Jerry Springer The Opera

Oct 09, 2010 08:55

Saw Jerry Springer The Opera last night.

The program and reviews suggested I might be offended by incessant profanity, blasphemy, freaky trailer trash or songs about poop fetishes. Nope.

What I hadn't considered was that a Jerry Springer opera would be much like a Jerry Springer show: chaotic in every detail. There's a reason I don't watch daytime television.

Overall: it was better than Wicked. Good production, fantastic choral singing, good acting, well staged.

It really was an opera, with each character following his/her own musical and lyrical themes. Like any "through-sung" piece, some parts strained to find enough melody for the words, but that's expected with opera.

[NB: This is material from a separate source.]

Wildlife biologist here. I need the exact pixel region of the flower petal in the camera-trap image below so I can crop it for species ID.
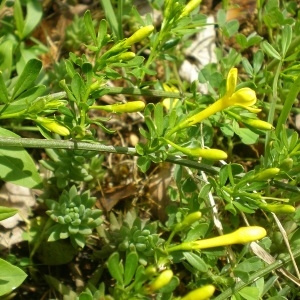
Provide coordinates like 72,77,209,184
226,68,237,97
226,87,257,107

But this was a Jerry Springer opera. Every melody and theme is quickly interrupted by another character's aria charging in like a flying chair. Few melodies lasted fifteen seconds before being replaced by a new rhythm, tune and vocalist. The effect is funny at first, but quickly becomes frustrating. Nothing is allowed to build and the popcorn chunks don't taste like much.

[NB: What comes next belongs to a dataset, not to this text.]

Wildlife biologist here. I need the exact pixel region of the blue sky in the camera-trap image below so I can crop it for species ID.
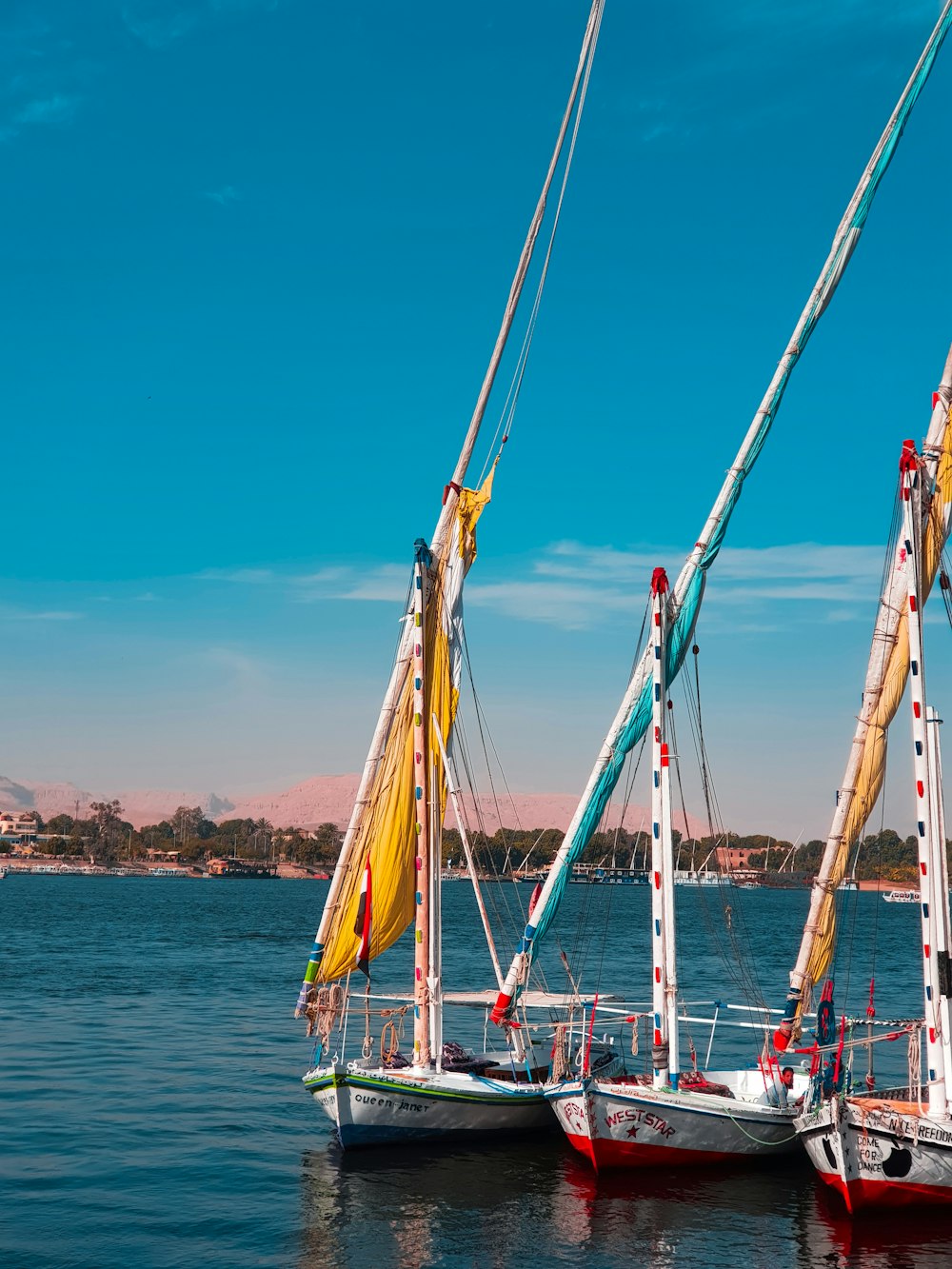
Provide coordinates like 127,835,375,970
0,0,952,835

Where before have I experienced this rattling, depressing, unsettling, rhythm? Oh, yeah. The Jerry Springer Show.

I found myself looking for a story, or a character arc, or a clever song to latch onto - but the show kept changing direction, interrupting itself, introducing outrageous new details but dismissing each one for the next in rapid, pointless succession.

It was frustrating and unsatisfying - yet it also felt true to the source material. It truly was a Jerry Springer opera.

What Jerry Springer and other talk/reality shows offered was a new role for the audience. A story takes the audience inside to experience movement, adventure, romance, hilarity. Jerry Springer leaves the audience outside to point and laugh. To step inside the sad freaks' lives would be tragic and depressing. To watch from outside is emotionally involving, but the only emotions hot enough to arc across the gap are anger and scorn. This show offers both as humor, but their basic composition remains the same.

Jerry begins his show and introduces his typical characters - unfaithful husbands, fetishists, transvestites, etc. They scream at each other, they sing and interrupt, they stop for commercials. In the second half, Jerry travels into Purgatory and Hell to host a confrontation between Jesus and Satan that echoed the scorned-women catfight that began the show. The staging got better; the lack of momentum got worse; the level of chaos stayed the same. It didn't make any sense as a story or character conflict, but as a repeat broadcast of a white-trash trainwreck I'd seen earlier in the day, it kept me watching.